Figure 2 shows the daily maximum, minimum, and average soil temperatures, averaged over six years at Peoria. The daily minimum temperature reached (and stayed below) 50° by October 20, but the maximum soil temperatures at that point were still above 60°, and ammonia applied then would likely have undergo a considerable amount of denitrification over the following weeks. Average soil temperature first reached 50° on October 25, but rose again the first few days of November, and stayed below 50 only after November 6. Almost all of this increase came from 2015 and 2016, when soil temperatures rose to above 60 degrees the first week of November. Although this trend supports the general recommendation that November 1 is the safe date to start to apply ammonia, we can also see that soil temperatures can sometimes rise after that. It may make sense to hold off in a year when soils are still above 50° the last week of October, and warm weather is predicted to continue into November.

Because we often have access to more information on air temperature than on soil temperature, it helps if we can predict soil temperature from air temperature. Figure 3 shows the daily average air and soil (bare, 4” depth) temperatures over the past six years at the Illinois State Water Survey WARM site (located at Illinois Central College) at Peoria. While these lines are close together when averaged across years, how air temperature changes in a given year can be quite different compared to how soil temperatures change. So while soil temperatures generally follow the drop in air temperatures in October and November, it’s helpful to follow air temperature trends, but to also track soil temperatures after mid-October each year in order to know when soils are cool enough.
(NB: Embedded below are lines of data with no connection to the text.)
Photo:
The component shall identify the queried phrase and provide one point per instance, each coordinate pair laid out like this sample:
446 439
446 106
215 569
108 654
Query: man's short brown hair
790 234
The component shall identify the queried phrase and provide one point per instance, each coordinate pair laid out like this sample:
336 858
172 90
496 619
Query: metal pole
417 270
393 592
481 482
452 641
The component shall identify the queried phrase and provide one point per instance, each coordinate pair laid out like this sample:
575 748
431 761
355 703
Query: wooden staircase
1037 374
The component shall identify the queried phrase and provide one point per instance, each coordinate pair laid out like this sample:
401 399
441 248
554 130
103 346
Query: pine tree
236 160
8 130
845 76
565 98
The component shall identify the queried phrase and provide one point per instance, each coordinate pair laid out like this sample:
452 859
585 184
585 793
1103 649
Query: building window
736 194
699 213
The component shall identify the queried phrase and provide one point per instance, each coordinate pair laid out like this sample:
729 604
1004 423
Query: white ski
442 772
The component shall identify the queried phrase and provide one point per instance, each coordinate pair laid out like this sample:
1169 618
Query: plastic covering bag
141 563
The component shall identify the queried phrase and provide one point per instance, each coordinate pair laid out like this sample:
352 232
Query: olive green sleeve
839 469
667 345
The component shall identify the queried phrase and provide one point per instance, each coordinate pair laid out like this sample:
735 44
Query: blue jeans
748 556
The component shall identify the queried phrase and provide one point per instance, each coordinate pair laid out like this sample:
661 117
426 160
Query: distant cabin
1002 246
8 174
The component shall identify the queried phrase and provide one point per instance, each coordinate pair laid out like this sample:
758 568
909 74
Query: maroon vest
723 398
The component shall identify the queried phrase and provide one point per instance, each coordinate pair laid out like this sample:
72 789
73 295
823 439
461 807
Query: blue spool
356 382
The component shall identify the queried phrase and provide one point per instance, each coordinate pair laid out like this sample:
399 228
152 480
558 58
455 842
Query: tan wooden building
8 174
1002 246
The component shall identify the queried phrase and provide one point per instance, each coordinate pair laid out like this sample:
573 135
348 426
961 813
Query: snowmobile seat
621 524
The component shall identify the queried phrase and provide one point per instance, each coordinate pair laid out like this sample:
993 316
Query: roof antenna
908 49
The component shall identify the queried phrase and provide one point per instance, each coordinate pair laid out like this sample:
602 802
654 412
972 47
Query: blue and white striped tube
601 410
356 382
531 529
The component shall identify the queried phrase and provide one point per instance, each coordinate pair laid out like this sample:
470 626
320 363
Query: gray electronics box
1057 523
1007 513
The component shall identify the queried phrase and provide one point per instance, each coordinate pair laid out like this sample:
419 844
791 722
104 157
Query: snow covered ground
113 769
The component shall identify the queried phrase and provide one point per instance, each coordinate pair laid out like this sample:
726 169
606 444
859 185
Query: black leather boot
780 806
So, will we be ready to begin applying anhydrous ammonia in central Illinois soon? So far this October, soil temperatures at Peoria have, with some ups and down, trended cooler than over the past six years (Figure 4). Even more encouraging, the forecast is for below-normal temperatures to arrive this weekend, at to last into the beginning of November. We can’t know if they’ll rise after that, but if they drop to the mid- or lower 40s by early November, the N we apply should be as safe as we can make it. There’s no special need to rush—the wet weather we had a year ago doesn’t look likely to return soon—but in terms of soil temperatures, there’s no reason why application can’t start during this last week of October.

There are a few basics to follow when applying anhydrous ammonia in the fall. Fall ammonia applications should include a nitrification inhibitor. Ammonia should not be applied in the fall south of IL Route 16 (which roughly follows the Shelbyville moraine) because soils there stay warm longer and warm up more quickly in the spring, increasing the chances of loss. Don’t apply fall ammonia on very heavy (clay) soils due to increased chances of N loss from denitrification next spring, or on light-textured soils (sandy loam or lighter) due to increased chances of leaching loss. The N rate calculator, which we will update with new data this winter, indicates that N rates of about 180 in central Illinois and about 160 in northern Illinois are appropriate. If you plan to apply N in any form—MAP or DAP this fall or next spring; planter-applied N next spring, or N solution as herbicide carrier—be sure to adjust the amount of N this fall by applying only the amount needed to produce the total for next year’s crop.

While some in the northern Corn Belt have begun to apply urea in the fall, we do not believe that this is a safe practice in Illinois. Even when urea is protected by polymer coating to slow its release or by inhibitors to slow the conversion of the ammonium that forms as urea breaks down in the soil, the N from urea usually ends up at shallow depths in the soil, and so is vulnerable to nitrification if surface soil temperatures rise. Urea also provides none of the sterilizing effect that ammonia release in the soil provides, and this means that nitrifying bacteria can go to work on the N from urea without delay. It’s certainly possible that most of the N from fall-applied urea can carry over to be available in the spring, but that means that everything has to go just right. Under Illinois conditions, the chances of that happening are too low to make this a safe way to apply N.